Deniz Gezmiş, Hüseyin İnan ve Yusuf Aslan’ın 6 Mayıs 1972 yılında idam edilmesi, Sinan Cemgil, Cihan Alptekin ve Ömer Ayna’nın öldürülmesiyle THKO’yu kuran önder grup fiili olarak yok edilmiştir.

THKO için teoriden önce pratik, partiden önce ordu gelmesi sebebiyle ideolojik mirasını içeren kaynak sayısı çok azdır. Bunlar Hüseyin İnan’ın Mamak Cezaevinde kaleme aldığı “Türkiye Devriminin Yolu”, amaçların ve hedeflerin açıklandığı kamu bildirisi ve mahkeme savunmalarından ibarettir.

THKO’nun Türkiye analizi; emperyalizmin hegemonyasında, yarı bağımlı, az gelişmiş, kapitalist bir ekonomiye sahip olduğu şeklindedir. Devrim stratejilerinde sosyalist devrimin ön şartı olarak gördükleri MDD’i benimsemişlerdir. Ancak Milli Demokratik Devrim işçi sınıfı önderliğinde tüm halk katmanları tarafından gerçekleştirilecektir.

THKO’ya göre devrimin sosyalist değil, Milli Demokratik Devrim olmasının gereği şudur: Bazı sınıflar karakterleri gereği sosyalizme karşıdır ancak MDD saflarında yer alabilirler. Hüseyin İnan MDD ve SD ilişkisini şu sözlerle dile getirmiştir:

“Sosyalist devrime geçiş için ön şart olan MDD’nin tamamlanmasını zorunlu kılan teoriye aşamalı devrim teorisi diyoruz. Diğer devrime geçişi engelleyici tüm zorluklar yıkılmış olacaktır ve mutlaktır. İşte bu anlamda da iki devrim teorisine kesintisiz devrim teorisi diyoruz.” 74

73 K. Yusuf Mengüç: a.g.e., s.56-57

Hüseyin İnan, işçilerin önderliğindeki devrimin temel gücünün köylüler ve halk olacağını, emperyalist denetimin şehirlerde yoğunlaşması nedeniyle mücadelenin kırsalda (köylerde) yapılması gerektiğini belirtmiştir.
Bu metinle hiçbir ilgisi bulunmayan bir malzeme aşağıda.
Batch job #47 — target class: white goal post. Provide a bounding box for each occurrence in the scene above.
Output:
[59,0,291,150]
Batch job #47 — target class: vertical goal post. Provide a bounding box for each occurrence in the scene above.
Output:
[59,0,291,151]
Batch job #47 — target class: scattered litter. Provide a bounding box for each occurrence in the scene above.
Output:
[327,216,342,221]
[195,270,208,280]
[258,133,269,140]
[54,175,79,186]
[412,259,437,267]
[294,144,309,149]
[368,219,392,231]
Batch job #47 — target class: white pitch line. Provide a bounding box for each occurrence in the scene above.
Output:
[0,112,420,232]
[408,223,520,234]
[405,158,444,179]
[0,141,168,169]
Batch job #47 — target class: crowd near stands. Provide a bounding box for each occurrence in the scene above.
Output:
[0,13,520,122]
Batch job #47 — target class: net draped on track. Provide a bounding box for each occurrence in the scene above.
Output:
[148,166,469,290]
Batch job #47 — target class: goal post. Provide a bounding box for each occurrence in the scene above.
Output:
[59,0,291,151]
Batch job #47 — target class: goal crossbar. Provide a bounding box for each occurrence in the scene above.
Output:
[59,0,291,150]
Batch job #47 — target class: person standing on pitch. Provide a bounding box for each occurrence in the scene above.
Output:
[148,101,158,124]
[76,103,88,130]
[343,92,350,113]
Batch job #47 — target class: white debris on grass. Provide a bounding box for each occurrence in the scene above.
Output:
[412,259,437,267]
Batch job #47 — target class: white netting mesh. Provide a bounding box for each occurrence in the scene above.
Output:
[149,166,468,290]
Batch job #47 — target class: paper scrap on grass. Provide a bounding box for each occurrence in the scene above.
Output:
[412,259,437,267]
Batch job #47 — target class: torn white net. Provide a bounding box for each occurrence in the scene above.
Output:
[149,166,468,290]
THKO’nun, gerilla savaşı ile kırlarda ordu inşa etme, daha sonra bir parti içinde örgütlenme tezine karşılık çağdaşı olan THKP-C partisiz savaşılmayacağını ileri sürmüştür. Bu ayrım iki örgütü birbirinden farklı kılmaktadır. THKO’nun yasadışı mücadeleyi seçmesinin sebebi; Dev-Genç döneminde kendi ifadeleriyle sivil ve resmi faşistlerin şiddetine maruz kalmaları ve yasal mücadele de burjuvazinin önlerini tıkayacağı düşüncesidir.75

2. 7. THKO KÖKENLİ ÖRGÜTLER

THKO önder grubunu kaybettikten sonra ideolojik bir bütünlük sağlayamamış ve iki ana gruba ayrılmışlardır. Bu gruplardan biri daha sonra Türkiye Komünist Emek Partisi adı altında yasadışı bir parti çatısında toplanacak olan Emeğin Birliği’dir. Bu grup Sovyetler Birliği görüşünü benimsemiştir. Diğer grup ise Halkın Kurtuluşu grubudur. Bu grup önceleri Çin kökenli teorileri benimsemiş, daha sonra ise Arnavutluk’un politik şemsiyesi altına girmiştir. Bu gruptan Türkiye Devrimci Komünist Partisi ve Türkiye İhtilalci Komünistler Birliği örgütleri doğmuştur.76

THKO’nun miras olarak fazla belge bırakmayışı, bu örgütleri rehber ideolojiler ve yeni teoriler üretme yoluna itmiştir. Bunu kısmen kendileri çözmüş, kısmen de uluslararası sol hareketlerden ithal ederek çözümleme yoluna gitmişlerdir.